Background/Significance:
Research has shown that there is not a strong correlation between blood alcohol levels (BAL) and a patient's symptoms of intoxication; therefore, the BAL might not be the best indicator of a patient's intoxication level. A review of the literature found no behaviorally based screening tools to assess when patients can be safely transferred or discharged. As EDs are faced with large numbers of patients admitted with alcohol problems, a reliable/valid tool is needed to correctly assess patients.
Methods:
Patients in the ED with an elevated blood alcohol level were used to assess the inter-rater reliability of the scale. Two people (MD/RN) independently assessed each patient at the same time and scored the AIS. A Bland-Altman plot of the differences between the two AIS scores was plotted against the means of the two scores. To assess for criterion-related validity of the scale, the charts of 87 subjects who had at least one AIS on the chart were reviewed in BH to determine whether or not there were any issues after the patients were transferred to BH using the AIS instead of the blood alcohol level.

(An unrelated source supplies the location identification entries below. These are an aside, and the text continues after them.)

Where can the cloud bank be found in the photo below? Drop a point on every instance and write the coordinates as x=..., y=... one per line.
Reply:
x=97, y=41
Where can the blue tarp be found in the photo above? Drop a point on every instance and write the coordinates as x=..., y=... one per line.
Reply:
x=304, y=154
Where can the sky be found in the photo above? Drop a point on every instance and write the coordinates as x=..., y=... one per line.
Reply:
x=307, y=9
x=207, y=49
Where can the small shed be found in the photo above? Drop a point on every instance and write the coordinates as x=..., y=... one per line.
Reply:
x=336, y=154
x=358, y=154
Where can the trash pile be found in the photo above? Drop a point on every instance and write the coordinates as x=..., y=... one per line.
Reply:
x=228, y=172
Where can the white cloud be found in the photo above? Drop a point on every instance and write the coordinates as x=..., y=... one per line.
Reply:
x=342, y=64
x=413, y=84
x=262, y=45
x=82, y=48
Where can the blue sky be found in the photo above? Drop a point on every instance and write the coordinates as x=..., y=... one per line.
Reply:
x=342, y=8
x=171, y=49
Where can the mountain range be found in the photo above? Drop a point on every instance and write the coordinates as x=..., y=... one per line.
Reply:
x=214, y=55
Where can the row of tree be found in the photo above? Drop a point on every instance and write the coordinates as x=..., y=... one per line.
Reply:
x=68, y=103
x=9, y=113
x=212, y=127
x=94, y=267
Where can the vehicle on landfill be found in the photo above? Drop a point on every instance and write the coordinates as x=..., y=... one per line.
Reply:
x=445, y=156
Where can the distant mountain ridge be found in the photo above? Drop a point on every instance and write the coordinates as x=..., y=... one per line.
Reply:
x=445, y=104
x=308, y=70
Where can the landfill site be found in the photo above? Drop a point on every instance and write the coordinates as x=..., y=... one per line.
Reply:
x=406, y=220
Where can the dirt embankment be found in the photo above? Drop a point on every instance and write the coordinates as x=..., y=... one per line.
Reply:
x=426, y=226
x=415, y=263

A power analysis was computed to determine sample size needed for both arms of the study.
Results:
The AIS has five components on which patients are assessed: Alertness/Orientation, Gait, Speech, Agitation, and Physical Assessment. On average, the nurses' scores were 0.1111 higher than the physicians' scores, but this difference was not statistically significant. Krippendorff's Alpha was used to assess inter-rater reliability, which yielded an alpha of 0.9396, thus demonstrating reliability of the scale. Support for the validity of the scale was demonstrated as all of the patients were safely transferred to the BH unit as indicated by no Rapid Response or Code Blue Calls as well as no patients transferred to a med-surg unit within 24 hours of admission.
Conclusions and Implications for Practice:
Further studies need to be conducted to determine the sensitivity/specificity of the AIS. This scale has been used by SANE nurses to determine when sexually assaulted patients can be consented. Also, local Fire and Police are using it to assess when individuals should be transferred to the ED.